WOW! Just - WOW!Author of my hope. maker of the stars, let me be Your work of art. Won't You write Your story on my heart.......
As I was sitting at the WinterJam concert last night, Francesca Battistelli was singing this song with the audience singing along and out of the blue it just hit me....do I REALLY mean those words? Do I really want to be God's work of art? And do I really want Him to write His story on my heart? And what does that look like anyway? How many chapters are in this story? And how will it end? Will the damsel in distress get her Knight in Shining Armour? The longer I stood there, the more God revealed to me that His story looks like things I never imagined such as the loss of my beloved, the death of many hopes and dreams that went along with that loss, as well as the atrocities I suffered as a child and young adult. My thought was “well, that's a pretty crappy story for You to write on my heart. Whatever happened to stories with happy endings?" But, what He also so lovingly revealed was that the story doesn't end there. There is also a story of hope and grace that one day will far outweigh the gaping wounds that are the story right now. He's in the process of mending those wounds, and I know that will take some time, but I'm finally okay with that. For the first time in a very long time, I have a sense of peace that, although this isn't the “story” that I had planned for my life, it's the story that God has had planned even before I existed. He's known my story since the beginning of time – His time. And that's what this is all about – HIS timing and HIS story written on my heart, in my life and forever etched into my soul through the blood of His Only Son. Do I still miss Michael every day? With a resounding YES, I do. I will probably miss him until the day we meet again in Heaven.
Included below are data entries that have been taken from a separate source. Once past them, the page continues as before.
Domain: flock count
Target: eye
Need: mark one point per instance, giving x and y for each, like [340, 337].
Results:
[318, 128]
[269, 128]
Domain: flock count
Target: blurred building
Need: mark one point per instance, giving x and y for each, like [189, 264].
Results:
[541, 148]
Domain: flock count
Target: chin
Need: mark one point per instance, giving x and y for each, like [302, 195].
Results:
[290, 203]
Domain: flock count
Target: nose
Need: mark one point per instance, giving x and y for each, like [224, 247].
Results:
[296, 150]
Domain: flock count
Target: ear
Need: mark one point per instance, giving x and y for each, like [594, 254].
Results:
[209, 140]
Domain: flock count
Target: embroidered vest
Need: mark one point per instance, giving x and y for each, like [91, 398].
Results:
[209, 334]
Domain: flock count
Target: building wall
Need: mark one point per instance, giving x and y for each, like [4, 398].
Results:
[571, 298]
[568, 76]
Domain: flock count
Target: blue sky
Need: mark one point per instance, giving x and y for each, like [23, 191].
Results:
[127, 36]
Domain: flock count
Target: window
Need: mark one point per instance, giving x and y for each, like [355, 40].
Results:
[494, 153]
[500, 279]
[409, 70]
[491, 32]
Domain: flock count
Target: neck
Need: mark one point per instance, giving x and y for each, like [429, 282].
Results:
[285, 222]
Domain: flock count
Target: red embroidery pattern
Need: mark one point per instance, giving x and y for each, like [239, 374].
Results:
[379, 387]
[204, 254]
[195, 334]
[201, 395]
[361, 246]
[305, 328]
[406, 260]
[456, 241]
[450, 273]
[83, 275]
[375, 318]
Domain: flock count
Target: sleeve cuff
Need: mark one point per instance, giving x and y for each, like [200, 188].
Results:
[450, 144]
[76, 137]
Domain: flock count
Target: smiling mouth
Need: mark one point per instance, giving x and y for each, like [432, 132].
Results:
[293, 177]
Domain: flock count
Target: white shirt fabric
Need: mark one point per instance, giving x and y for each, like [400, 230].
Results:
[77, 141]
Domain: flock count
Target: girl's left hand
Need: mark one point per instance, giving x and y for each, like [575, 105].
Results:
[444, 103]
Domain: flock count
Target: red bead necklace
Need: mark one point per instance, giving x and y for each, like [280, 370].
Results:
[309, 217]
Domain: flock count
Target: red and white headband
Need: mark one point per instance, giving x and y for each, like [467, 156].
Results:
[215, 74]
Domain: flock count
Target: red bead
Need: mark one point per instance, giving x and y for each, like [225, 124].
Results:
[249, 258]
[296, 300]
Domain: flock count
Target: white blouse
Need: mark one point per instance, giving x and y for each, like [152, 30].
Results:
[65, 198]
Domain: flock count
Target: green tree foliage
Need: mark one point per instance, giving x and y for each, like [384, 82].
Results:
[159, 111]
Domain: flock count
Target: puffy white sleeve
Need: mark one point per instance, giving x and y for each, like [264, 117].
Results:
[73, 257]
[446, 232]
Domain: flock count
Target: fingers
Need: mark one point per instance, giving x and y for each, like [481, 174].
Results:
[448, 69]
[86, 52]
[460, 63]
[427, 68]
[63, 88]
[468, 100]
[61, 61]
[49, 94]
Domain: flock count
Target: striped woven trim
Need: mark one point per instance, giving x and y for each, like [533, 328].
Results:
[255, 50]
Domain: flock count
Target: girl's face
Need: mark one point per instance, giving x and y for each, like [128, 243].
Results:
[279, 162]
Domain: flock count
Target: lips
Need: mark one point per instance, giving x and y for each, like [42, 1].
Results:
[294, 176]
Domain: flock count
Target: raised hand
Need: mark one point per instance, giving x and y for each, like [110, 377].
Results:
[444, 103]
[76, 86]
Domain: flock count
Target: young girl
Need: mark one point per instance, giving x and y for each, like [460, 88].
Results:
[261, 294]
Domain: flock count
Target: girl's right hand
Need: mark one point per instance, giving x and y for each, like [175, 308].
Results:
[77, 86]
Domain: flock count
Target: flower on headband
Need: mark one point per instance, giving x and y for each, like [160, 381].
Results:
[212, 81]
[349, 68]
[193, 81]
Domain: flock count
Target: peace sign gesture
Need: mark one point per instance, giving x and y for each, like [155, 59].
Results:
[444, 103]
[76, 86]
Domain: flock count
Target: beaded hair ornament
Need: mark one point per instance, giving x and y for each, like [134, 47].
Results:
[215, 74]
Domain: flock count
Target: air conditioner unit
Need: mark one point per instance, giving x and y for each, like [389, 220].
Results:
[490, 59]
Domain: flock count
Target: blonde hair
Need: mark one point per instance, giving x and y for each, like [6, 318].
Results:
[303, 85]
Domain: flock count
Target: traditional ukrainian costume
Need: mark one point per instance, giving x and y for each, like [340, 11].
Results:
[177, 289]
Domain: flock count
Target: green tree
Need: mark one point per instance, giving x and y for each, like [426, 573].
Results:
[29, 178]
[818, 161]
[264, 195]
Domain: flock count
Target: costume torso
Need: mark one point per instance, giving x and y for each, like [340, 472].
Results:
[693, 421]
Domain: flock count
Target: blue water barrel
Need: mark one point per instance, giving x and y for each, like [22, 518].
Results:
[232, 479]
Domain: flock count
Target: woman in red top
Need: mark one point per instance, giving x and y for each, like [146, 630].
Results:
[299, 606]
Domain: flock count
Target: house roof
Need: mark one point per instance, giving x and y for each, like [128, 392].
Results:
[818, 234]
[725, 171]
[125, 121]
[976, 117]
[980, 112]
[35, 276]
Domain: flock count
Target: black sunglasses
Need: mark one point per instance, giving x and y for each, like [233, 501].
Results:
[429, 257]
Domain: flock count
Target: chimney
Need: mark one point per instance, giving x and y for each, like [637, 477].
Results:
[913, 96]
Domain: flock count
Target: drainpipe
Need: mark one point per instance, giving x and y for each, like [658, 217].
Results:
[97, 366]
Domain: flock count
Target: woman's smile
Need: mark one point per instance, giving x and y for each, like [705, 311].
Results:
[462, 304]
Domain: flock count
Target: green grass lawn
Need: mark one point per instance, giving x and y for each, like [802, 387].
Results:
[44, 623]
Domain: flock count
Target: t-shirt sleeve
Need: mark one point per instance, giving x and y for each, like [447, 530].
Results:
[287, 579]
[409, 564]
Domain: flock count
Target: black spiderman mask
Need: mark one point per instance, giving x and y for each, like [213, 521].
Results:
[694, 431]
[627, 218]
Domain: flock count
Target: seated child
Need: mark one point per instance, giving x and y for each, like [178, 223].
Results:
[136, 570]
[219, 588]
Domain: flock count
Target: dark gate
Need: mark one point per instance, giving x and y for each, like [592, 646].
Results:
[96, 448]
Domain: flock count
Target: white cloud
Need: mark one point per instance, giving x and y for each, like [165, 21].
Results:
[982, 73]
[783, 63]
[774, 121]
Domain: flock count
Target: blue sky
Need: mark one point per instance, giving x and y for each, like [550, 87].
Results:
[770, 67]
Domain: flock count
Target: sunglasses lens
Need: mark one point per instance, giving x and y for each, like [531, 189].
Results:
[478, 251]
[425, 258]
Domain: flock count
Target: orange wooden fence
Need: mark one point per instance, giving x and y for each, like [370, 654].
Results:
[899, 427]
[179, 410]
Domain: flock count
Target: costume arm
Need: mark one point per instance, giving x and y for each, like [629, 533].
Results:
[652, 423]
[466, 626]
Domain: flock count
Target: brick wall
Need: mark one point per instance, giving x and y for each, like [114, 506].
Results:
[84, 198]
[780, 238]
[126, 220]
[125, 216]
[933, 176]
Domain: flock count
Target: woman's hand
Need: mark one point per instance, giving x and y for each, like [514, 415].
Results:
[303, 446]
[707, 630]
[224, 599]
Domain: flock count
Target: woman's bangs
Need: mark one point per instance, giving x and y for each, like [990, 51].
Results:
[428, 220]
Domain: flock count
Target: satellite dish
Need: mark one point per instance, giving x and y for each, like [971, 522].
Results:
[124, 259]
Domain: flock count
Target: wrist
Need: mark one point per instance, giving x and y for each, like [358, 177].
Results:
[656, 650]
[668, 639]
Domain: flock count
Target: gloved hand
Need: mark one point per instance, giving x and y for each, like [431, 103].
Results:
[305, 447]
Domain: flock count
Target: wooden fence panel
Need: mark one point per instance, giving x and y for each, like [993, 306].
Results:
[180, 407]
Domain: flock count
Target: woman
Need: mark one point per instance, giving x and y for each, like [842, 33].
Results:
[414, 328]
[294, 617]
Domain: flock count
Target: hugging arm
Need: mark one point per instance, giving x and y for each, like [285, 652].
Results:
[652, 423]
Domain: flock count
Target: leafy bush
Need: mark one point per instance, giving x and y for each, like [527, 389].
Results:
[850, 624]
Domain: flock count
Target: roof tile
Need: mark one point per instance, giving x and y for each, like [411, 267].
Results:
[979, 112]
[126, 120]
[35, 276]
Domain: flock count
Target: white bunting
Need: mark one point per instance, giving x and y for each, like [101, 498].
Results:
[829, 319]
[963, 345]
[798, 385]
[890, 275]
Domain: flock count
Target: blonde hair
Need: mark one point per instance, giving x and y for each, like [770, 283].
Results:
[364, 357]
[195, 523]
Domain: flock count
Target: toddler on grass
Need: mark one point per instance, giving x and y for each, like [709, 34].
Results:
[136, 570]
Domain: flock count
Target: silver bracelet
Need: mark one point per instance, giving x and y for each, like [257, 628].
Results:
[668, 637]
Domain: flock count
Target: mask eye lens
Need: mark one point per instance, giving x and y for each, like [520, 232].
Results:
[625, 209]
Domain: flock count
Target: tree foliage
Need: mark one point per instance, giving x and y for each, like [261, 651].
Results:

But, for this moment in time, I know that what I'm living right now is God's story that He is choosing to write on my heart and I have to learn to be okay with that or else it'll eat me alive. I pray that when I am ready, the rest of His story will heal my heart and allow me to be loved again. If that's not what the Author has in mind, then so be it. However, that's what my heart desires and I pray it's in alignment with His. His timing, His will, His story....on my heart!